Data from our pilot program and the research behind project-based math learning.

Methodology

March 2026 Pilot

In late March 2026, we ran our first formal pilot with 11 learners at Acton Academy Falls Church — a learner-driven microschool in Northern Virginia. Participants ranged in age from 8 to 14 years old.

Learners were given a single challenge: pick a math concept you care about and build a game around it. No starter templates. No rubric. No teacher-directed prompts to begin. The only constraint was time.

We observed learner behavior throughout the session, tracking engagement patterns, self-organization, collaboration, and iteration behavior. We collected video recordings of four learners explaining their game ideas in their own words.

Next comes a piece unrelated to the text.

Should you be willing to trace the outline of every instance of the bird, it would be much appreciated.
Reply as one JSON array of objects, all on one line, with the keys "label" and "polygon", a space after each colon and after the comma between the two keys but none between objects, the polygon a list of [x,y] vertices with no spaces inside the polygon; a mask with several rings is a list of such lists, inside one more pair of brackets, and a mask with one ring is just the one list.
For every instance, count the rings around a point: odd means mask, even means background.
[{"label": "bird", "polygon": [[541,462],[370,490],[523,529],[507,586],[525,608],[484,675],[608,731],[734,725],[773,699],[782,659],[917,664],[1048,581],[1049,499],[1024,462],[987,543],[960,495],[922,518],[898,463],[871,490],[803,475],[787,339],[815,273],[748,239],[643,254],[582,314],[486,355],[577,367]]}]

The pilot was designed to answer one question: will learners engage meaningfully with math when given genuine ownership over the task? The answer was unambiguous.

Three Signals That Mattered

Choice created energy

Learners gravitated toward topics they already cared about: sports, aliens, saving a world, and space journeys.

Ownership happened fast

One group pulled out Monopoly on their own to look for where math already lives inside a game.

Iteration was learnable

One learner discovered she could tell the AI to fix the game, iterated about six times, and got it working before running out of time.

Engagement Data

Raw signals from the March 26, 2026 pilot session.

11/11

Participation

All learners took on the challenge

0

Prompts to Start

Learners self-organized into groups without being asked

4

Learner Voices

Learners recorded themselves explaining their game ideas

Iteration Signal

AI iterations completed by one learner on a single game

11/11

Retention

All learners wanted to keep building after spring break

Ongoing Research

We’re partnering with learning design specialists to measure and publish outcomes across a larger cohort. Formal findings will be published here as they become available. Stay tuned.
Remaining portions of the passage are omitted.